Intraoperative and short-term postoperative outcomes
Intraoperative blood loss was significantly lower in the LDP group as compared to the ODP group (200 mL vs. 250 mL, p < 0.001, adj. p < 0.001), both before and after PSM (Table 2). Lower median POD 2 CRP values (116 mg/L vs. 164 mg/L, p < 0.001, adj. p < 0.001) as well as a decreased wound infection rate (1% vs. 9%, p = 0.002, adj. p = 0.044) were observed in patients submitted to LDP after PSM. No statistically significant differences in terms of clinically relevant POPF (p = 0.115, adj. p = 1.000), 30-day reoperation (p = 0.776, adj. p = 1.000) and readmission (p = 0.366. adj. p = 1.000) rates were found between the two groups after balancing for all the potential confounders. After PSM, the median LOS was the same in patients who underwent LDP and ODP (7 days for both, p = 0.493, adj. p = 1.000), whereas median TFR was significantly shorter in the LDP group as compared to the ODP group (4 days vs. 5 days, p < 0.001, adj. p = 0.002).

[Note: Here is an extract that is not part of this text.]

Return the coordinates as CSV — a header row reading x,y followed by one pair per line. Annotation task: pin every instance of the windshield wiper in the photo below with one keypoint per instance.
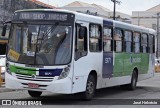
x,y
44,35
48,31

Risk factor analysis for prolonged TFR and high intraoperative blood loss in the LDP group
Based on median values in the ODP group, TFR > 5 days and intraoperative blood loss > 250 mL were considered as loss of benefit provided by LDP compared to ODP. Logistic regression analysis was then performed to identify risk factors predicting loss of benefit in patients submitted to LDP and selected after PSM (n = 137). A similar analysis was not performed for the outcome wound infection rate, since only one event occurred in the LDP group. At univariate analysis, age > 70 years at the time of surgery was the only factor significantly associated with a TFR > 5 days (p = 0.022). This result was confirmed at multivariable regression analysis [Odds Ratio (OR) 2.774, 95% Confidence Interval (CI) 1.159; p = 0.022] (Table 3). Elderly patients showed a risk of prolonged TFR (> 5 days) after LDP almost three times higher compared to younger patients (Fig. 2).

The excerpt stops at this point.